Any reason I shouldn't power all these together off the harness adapter?


----------



## motovet (Nov 22, 2006)

OK, well I did power all three with the harness adapter, and powered the Imprint module direct. All is well except if I turn off the 900 with the accessory on I get a nasty pop. No pop if system shuts down with the key.


----------



## Joe Hamel (Sep 22, 2009)

What vehicle did you install this into?


----------



## motovet (Nov 22, 2006)

2009 Silverado. Had the premium Bose, but all that is bypassed now with a complete install. The TR7 didn't bypass as advertised for some reason. Got all the LED indications as required, but not working right. I will try the sequence again to see what happens. The pop is something new. Had a 9887 priot to this new 900 set up, and never got the pop. Maybe the new Imprint module? TR7?


----------



## ddawson24 (Aug 8, 2010)

It just depends on the rated amperage of the circuit you are using to turn everything on. If it can handle the load there shouldn't be an issue. An 09 Silverado doesn't have a wire behind the radio so I'm guessing you're using an adapter of some sort for the turn on. That could be your culprit. If you already have a dedicated line ran why not just try using that? Of course you'll have to make sure the circuit you ran is an isolated circuit so you're not disrupting any of the factory electrical system. There aren't a lot of places to catch a switched 12V in those vehicles either so unless you have some pretty good diagrams from Mitchell and know exactly what you're dealing with I would highly recommend going to an authorized dealer.


----------



## motovet (Nov 22, 2006)

I used the accessory wire for the above, and did find switched power under the dash for my back seat monitors and ipod monitor adapter. I still get a turn off pop after installing a relay for the amp remotes. Do I need to hook up a delay?


----------



## ddawson24 (Aug 8, 2010)

motovet said:


> I used the accessory wire for the above, and did find switched power under the dash for my back seat monitors and ipod monitor adapter. I still get a turn off pop after installing a relay for the amp remotes. Do I need to hook up a delay?

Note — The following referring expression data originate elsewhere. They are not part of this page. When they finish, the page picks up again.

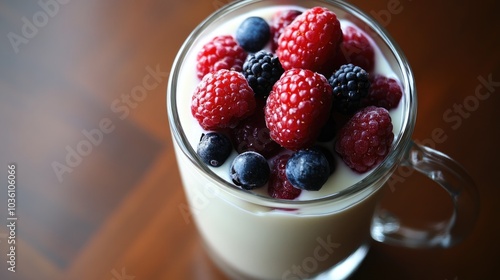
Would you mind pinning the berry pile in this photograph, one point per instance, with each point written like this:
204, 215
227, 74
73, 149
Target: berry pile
289, 96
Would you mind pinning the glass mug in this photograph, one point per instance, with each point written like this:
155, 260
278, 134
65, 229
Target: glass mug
252, 236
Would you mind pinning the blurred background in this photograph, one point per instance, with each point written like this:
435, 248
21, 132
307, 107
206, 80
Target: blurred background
98, 195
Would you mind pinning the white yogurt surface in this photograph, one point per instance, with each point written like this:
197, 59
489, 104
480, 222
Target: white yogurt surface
343, 176
262, 242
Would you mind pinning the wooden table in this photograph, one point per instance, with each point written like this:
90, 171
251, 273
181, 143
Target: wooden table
97, 187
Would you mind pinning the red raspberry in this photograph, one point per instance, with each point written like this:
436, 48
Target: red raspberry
366, 139
251, 134
355, 49
298, 107
310, 41
384, 92
222, 52
279, 186
278, 22
222, 99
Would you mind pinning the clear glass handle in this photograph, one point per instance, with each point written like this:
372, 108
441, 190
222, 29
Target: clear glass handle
387, 227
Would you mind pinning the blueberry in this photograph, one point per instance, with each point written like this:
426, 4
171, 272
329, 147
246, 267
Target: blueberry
214, 148
250, 170
308, 169
253, 34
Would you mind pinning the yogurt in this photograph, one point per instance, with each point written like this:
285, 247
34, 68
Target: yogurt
253, 240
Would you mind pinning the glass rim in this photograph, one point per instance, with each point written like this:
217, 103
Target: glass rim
398, 150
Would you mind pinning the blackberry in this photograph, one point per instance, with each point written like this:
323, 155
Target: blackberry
253, 34
350, 86
262, 70
214, 148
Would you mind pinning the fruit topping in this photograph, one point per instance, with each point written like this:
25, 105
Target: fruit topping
366, 139
350, 85
222, 99
310, 41
252, 134
297, 108
278, 22
262, 70
308, 169
253, 34
214, 148
355, 49
250, 170
279, 186
384, 92
222, 52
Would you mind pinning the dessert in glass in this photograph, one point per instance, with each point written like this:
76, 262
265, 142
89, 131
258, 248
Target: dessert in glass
311, 207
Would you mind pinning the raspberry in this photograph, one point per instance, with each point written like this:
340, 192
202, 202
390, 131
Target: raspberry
384, 92
310, 41
355, 49
262, 70
278, 22
279, 186
222, 52
297, 108
350, 85
251, 134
366, 139
222, 99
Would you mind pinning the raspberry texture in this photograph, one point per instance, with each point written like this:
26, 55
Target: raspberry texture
355, 49
279, 186
366, 139
278, 22
222, 99
222, 52
350, 86
262, 70
384, 92
310, 41
297, 108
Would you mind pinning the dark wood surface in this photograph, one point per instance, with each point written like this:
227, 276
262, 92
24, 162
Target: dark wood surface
113, 213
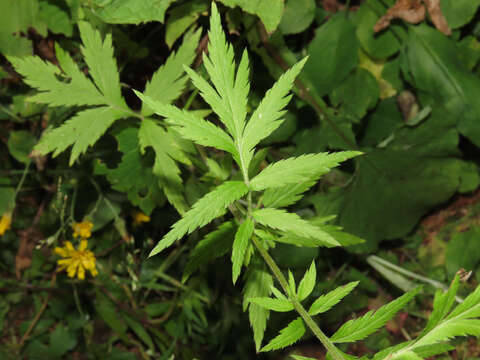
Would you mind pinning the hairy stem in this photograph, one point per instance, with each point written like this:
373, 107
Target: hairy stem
331, 348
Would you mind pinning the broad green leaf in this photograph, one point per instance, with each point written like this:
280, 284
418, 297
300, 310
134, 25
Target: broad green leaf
132, 12
215, 244
297, 16
107, 311
289, 335
330, 299
397, 279
344, 238
299, 169
469, 308
291, 222
377, 45
408, 355
354, 103
240, 244
81, 131
139, 329
181, 18
168, 81
258, 283
435, 68
378, 203
462, 251
211, 206
191, 126
269, 11
132, 176
307, 283
449, 329
61, 341
360, 328
99, 57
459, 12
153, 135
286, 195
20, 144
279, 305
333, 54
268, 115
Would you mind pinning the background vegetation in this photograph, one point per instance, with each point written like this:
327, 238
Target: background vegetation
397, 81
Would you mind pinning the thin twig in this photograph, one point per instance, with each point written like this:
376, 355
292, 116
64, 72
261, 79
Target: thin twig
39, 314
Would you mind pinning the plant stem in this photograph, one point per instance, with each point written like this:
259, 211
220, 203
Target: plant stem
331, 348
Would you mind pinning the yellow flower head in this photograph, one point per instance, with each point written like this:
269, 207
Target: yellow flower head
76, 261
139, 217
82, 229
5, 223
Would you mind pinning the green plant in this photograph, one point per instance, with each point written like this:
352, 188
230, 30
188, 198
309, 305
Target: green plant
259, 220
413, 162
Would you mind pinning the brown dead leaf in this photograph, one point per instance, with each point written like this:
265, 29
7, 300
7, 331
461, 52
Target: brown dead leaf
435, 12
413, 11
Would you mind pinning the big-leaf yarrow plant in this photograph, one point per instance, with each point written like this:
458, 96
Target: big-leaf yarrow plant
102, 105
259, 219
256, 198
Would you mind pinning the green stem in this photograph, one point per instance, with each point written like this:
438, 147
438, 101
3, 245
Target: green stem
331, 348
22, 179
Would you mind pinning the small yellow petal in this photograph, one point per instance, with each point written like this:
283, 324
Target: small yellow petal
83, 245
5, 223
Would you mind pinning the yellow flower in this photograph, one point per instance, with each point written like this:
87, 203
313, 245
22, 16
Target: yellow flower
76, 261
139, 217
5, 223
82, 229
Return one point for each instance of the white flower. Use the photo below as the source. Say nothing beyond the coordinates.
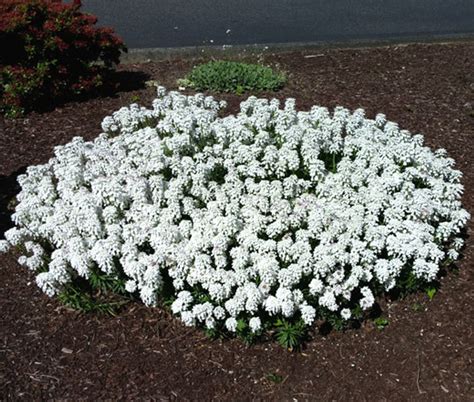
(346, 313)
(255, 324)
(231, 324)
(272, 210)
(367, 300)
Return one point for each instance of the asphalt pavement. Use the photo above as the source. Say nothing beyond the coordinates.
(180, 23)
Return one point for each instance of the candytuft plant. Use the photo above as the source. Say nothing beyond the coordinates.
(235, 77)
(256, 225)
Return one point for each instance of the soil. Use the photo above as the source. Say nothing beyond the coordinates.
(426, 351)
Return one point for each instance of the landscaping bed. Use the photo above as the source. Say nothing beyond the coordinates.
(426, 349)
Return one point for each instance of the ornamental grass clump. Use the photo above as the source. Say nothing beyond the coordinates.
(263, 222)
(235, 77)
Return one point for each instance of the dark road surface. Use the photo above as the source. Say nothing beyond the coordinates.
(179, 23)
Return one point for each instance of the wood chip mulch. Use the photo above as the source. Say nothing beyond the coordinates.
(426, 351)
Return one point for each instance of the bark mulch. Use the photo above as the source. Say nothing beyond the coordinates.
(426, 351)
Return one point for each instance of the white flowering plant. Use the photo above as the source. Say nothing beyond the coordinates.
(264, 221)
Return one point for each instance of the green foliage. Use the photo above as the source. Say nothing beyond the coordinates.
(77, 298)
(234, 77)
(101, 293)
(290, 334)
(430, 292)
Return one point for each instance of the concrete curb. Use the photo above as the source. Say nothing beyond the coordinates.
(157, 54)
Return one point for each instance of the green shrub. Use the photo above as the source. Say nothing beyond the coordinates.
(51, 51)
(231, 76)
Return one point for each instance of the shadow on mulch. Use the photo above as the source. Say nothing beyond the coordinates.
(117, 82)
(10, 189)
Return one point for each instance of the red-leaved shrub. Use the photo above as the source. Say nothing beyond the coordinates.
(50, 51)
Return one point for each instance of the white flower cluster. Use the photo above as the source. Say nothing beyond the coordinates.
(272, 212)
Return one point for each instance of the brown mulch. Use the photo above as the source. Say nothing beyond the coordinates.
(426, 352)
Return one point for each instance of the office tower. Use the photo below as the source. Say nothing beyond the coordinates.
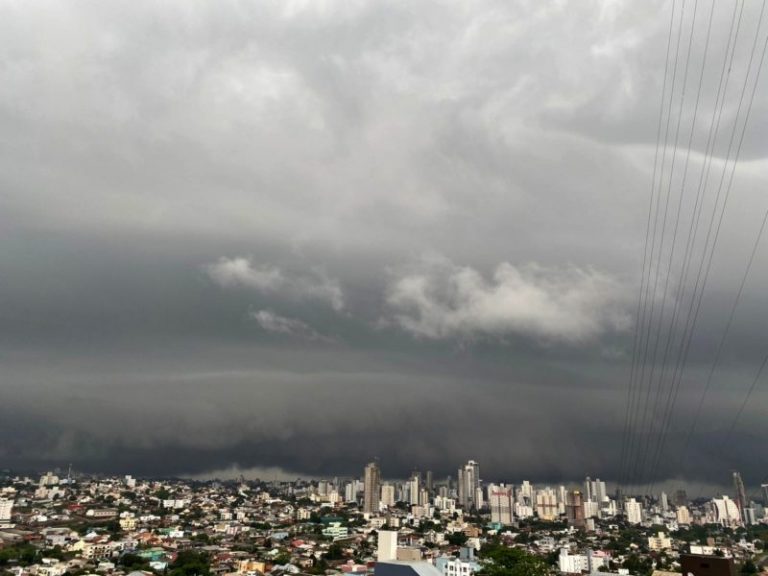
(594, 490)
(634, 511)
(562, 497)
(725, 512)
(600, 491)
(387, 546)
(388, 495)
(469, 482)
(683, 515)
(574, 509)
(414, 490)
(546, 504)
(500, 502)
(589, 489)
(741, 496)
(371, 488)
(6, 508)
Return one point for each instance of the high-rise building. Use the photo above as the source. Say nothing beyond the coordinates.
(741, 495)
(725, 512)
(546, 504)
(414, 490)
(664, 502)
(634, 511)
(387, 546)
(6, 509)
(371, 488)
(500, 501)
(683, 515)
(574, 509)
(469, 482)
(388, 495)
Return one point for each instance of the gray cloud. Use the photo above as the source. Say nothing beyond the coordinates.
(568, 304)
(234, 272)
(272, 322)
(304, 155)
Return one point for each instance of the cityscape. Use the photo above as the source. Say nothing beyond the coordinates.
(383, 287)
(63, 524)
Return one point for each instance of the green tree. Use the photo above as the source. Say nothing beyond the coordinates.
(503, 561)
(190, 563)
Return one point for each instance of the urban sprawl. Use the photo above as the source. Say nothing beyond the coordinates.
(62, 524)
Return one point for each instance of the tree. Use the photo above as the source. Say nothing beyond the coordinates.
(457, 539)
(749, 567)
(503, 561)
(190, 563)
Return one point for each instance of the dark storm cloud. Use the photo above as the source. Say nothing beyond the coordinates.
(306, 234)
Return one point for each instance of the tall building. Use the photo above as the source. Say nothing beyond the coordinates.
(414, 490)
(388, 495)
(469, 482)
(683, 515)
(634, 511)
(6, 508)
(387, 546)
(371, 488)
(546, 504)
(574, 509)
(741, 495)
(725, 512)
(500, 501)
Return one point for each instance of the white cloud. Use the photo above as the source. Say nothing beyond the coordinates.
(229, 272)
(565, 304)
(271, 322)
(240, 271)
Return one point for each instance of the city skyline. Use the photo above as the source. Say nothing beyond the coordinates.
(300, 235)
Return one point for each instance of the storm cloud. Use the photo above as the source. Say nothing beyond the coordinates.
(305, 234)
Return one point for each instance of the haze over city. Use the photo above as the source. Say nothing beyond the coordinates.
(298, 236)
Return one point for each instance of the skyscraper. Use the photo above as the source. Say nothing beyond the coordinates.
(414, 489)
(500, 501)
(741, 496)
(574, 509)
(372, 488)
(469, 482)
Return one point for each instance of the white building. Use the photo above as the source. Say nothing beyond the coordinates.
(387, 546)
(683, 515)
(659, 542)
(500, 502)
(450, 566)
(725, 512)
(634, 511)
(546, 504)
(468, 483)
(387, 495)
(6, 510)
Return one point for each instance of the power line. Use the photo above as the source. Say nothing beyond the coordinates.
(641, 302)
(675, 387)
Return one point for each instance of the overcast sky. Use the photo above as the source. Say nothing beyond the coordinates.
(300, 235)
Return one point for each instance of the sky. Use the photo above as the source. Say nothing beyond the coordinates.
(297, 236)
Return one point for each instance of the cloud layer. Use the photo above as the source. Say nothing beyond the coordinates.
(195, 197)
(571, 304)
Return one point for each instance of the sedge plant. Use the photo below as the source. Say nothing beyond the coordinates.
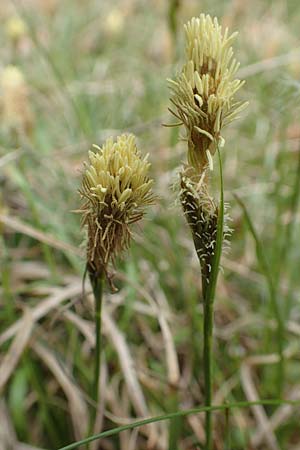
(115, 190)
(203, 99)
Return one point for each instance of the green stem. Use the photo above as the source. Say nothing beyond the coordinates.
(209, 290)
(207, 361)
(97, 286)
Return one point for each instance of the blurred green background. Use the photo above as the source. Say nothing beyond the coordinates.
(73, 73)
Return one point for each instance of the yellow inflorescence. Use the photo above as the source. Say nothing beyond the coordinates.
(116, 188)
(203, 93)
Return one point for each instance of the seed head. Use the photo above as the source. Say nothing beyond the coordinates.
(116, 189)
(201, 214)
(16, 112)
(203, 93)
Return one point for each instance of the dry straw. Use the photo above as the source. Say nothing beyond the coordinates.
(203, 97)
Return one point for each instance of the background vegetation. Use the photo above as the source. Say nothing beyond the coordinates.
(93, 69)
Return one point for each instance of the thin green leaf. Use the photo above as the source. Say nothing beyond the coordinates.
(183, 413)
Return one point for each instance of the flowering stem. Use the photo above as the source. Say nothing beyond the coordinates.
(207, 360)
(209, 289)
(97, 286)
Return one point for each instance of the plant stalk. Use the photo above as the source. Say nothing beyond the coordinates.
(207, 361)
(209, 289)
(97, 286)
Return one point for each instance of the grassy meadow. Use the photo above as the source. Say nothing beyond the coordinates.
(72, 74)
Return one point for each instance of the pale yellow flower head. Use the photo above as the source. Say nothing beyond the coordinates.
(203, 93)
(115, 188)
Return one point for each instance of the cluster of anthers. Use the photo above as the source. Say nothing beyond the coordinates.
(115, 189)
(203, 97)
(203, 93)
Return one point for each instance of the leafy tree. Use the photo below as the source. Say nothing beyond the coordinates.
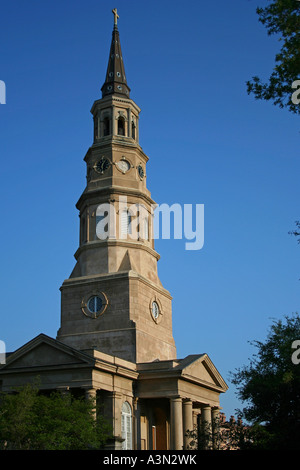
(270, 386)
(229, 435)
(281, 17)
(30, 420)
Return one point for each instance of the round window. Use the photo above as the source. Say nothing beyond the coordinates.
(94, 305)
(155, 310)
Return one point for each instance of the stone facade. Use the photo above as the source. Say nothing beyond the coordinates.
(115, 341)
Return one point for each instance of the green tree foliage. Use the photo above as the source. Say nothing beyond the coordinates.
(270, 387)
(281, 17)
(33, 421)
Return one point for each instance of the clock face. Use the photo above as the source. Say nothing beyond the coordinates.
(123, 165)
(94, 305)
(155, 310)
(102, 165)
(141, 171)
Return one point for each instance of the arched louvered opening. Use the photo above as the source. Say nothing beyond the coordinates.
(126, 426)
(121, 126)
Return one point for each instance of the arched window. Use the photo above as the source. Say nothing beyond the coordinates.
(125, 223)
(146, 229)
(133, 130)
(126, 425)
(106, 126)
(121, 126)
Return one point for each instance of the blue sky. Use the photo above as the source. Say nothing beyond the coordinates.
(208, 143)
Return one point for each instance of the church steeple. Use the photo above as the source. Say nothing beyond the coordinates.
(115, 81)
(114, 300)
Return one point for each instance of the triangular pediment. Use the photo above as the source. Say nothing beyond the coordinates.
(200, 368)
(44, 351)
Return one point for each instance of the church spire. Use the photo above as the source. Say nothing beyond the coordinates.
(115, 81)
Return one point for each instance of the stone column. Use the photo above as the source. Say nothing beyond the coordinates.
(176, 424)
(91, 394)
(137, 425)
(113, 121)
(206, 426)
(187, 421)
(215, 416)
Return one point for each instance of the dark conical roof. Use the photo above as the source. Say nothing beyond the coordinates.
(115, 81)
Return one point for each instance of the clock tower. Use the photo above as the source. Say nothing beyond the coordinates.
(113, 300)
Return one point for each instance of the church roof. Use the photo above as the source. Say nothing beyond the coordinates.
(115, 80)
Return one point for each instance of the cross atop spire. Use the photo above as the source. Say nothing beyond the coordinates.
(115, 80)
(116, 16)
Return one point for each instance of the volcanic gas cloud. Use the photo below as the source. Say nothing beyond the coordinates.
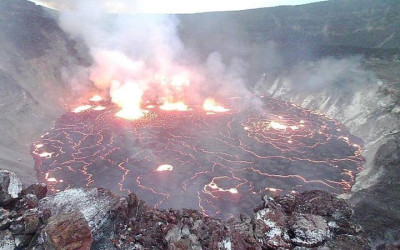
(179, 133)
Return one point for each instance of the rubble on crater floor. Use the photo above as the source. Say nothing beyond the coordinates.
(95, 218)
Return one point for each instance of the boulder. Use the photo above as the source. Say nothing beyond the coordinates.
(269, 226)
(95, 204)
(38, 189)
(28, 223)
(10, 187)
(66, 231)
(307, 230)
(6, 240)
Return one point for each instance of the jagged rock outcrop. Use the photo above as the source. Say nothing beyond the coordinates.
(10, 186)
(95, 218)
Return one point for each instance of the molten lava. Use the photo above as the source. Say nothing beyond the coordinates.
(96, 98)
(277, 126)
(128, 97)
(210, 105)
(220, 164)
(81, 108)
(174, 106)
(165, 167)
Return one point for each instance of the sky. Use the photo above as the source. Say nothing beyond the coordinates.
(174, 6)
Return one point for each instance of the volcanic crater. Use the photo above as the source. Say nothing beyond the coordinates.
(217, 162)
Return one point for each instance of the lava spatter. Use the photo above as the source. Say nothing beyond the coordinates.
(218, 163)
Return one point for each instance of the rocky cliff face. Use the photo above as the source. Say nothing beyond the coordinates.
(34, 56)
(371, 112)
(97, 219)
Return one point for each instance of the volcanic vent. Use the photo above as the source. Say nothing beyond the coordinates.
(216, 159)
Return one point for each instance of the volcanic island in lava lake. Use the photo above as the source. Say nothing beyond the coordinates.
(216, 159)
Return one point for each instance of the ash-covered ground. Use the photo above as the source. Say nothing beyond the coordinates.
(219, 163)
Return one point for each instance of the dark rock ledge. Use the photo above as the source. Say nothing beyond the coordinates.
(94, 218)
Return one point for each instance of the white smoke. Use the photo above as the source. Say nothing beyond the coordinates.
(146, 51)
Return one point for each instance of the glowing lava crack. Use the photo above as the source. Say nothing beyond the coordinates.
(219, 163)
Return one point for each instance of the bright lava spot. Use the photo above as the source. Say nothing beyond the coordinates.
(129, 97)
(99, 108)
(96, 98)
(277, 126)
(81, 108)
(165, 167)
(177, 106)
(52, 179)
(210, 105)
(233, 191)
(45, 155)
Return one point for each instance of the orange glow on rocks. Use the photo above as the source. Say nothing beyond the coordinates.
(210, 105)
(174, 106)
(165, 167)
(96, 98)
(277, 126)
(129, 98)
(81, 108)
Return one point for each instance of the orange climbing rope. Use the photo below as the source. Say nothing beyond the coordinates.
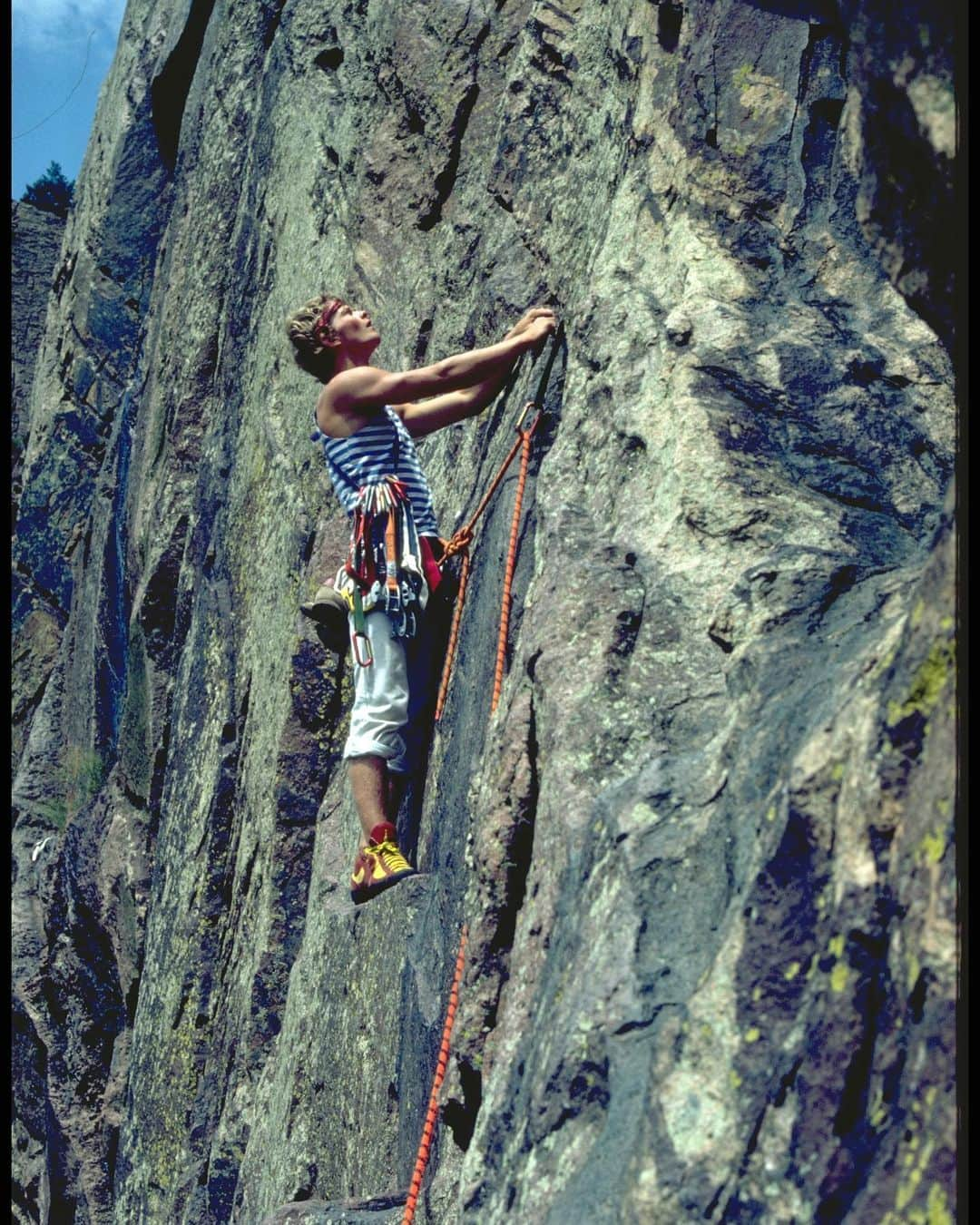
(427, 1131)
(505, 606)
(461, 543)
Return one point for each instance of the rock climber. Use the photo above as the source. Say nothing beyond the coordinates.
(367, 419)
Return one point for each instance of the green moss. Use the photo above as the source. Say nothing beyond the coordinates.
(936, 1207)
(927, 683)
(741, 76)
(933, 848)
(83, 773)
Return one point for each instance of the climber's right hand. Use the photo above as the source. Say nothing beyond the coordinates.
(531, 318)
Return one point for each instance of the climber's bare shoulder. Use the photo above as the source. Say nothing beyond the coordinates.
(349, 401)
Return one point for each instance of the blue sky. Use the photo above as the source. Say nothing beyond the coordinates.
(55, 43)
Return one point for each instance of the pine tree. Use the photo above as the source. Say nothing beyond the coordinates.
(52, 192)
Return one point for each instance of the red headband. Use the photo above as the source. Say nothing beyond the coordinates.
(328, 314)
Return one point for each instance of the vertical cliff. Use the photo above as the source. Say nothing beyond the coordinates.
(706, 844)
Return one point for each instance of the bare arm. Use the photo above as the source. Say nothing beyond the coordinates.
(360, 389)
(448, 409)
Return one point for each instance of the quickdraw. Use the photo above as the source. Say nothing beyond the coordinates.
(461, 542)
(384, 563)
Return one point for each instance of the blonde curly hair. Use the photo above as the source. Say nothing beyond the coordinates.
(307, 333)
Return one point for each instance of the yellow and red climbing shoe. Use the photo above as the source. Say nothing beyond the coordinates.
(378, 865)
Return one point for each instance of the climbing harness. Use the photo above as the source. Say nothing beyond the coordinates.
(385, 564)
(461, 542)
(427, 1131)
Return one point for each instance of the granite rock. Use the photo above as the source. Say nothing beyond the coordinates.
(704, 847)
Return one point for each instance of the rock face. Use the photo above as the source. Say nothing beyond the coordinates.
(706, 844)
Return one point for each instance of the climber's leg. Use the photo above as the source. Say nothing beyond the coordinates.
(375, 751)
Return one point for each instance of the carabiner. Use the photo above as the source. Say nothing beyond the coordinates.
(369, 658)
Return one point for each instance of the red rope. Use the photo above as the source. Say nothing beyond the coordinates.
(461, 542)
(457, 612)
(505, 608)
(430, 1117)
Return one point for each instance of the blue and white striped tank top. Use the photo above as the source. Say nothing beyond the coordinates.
(382, 447)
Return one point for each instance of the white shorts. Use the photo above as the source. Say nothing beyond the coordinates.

A delay might help. Try using a small cap inline with the remote wire. That would delay it a bit and might help the situation.


----------



## motovet (Nov 22, 2006)

Thanks. Never used one before, best place to get one?


----------



## ddawson24 (Aug 8, 2010)

Any car stereo shop should be able to help you out with that.


----------



## cgarnes (Apr 1, 2008)

Make sure the switch on the TR-7 is set to the correct position. If it's been set to the programming mode it will not switch.


----------



## motovet (Nov 22, 2006)

The TR7 thing ended up being a bad unit. Got a new one and all is well. Still have the turn off pop, but have not had time to work on anything for a while.


----------



## cgarnes (Apr 1, 2008)

I don't see many TR-7's. Glad you got it worked out though. Good luck!


----------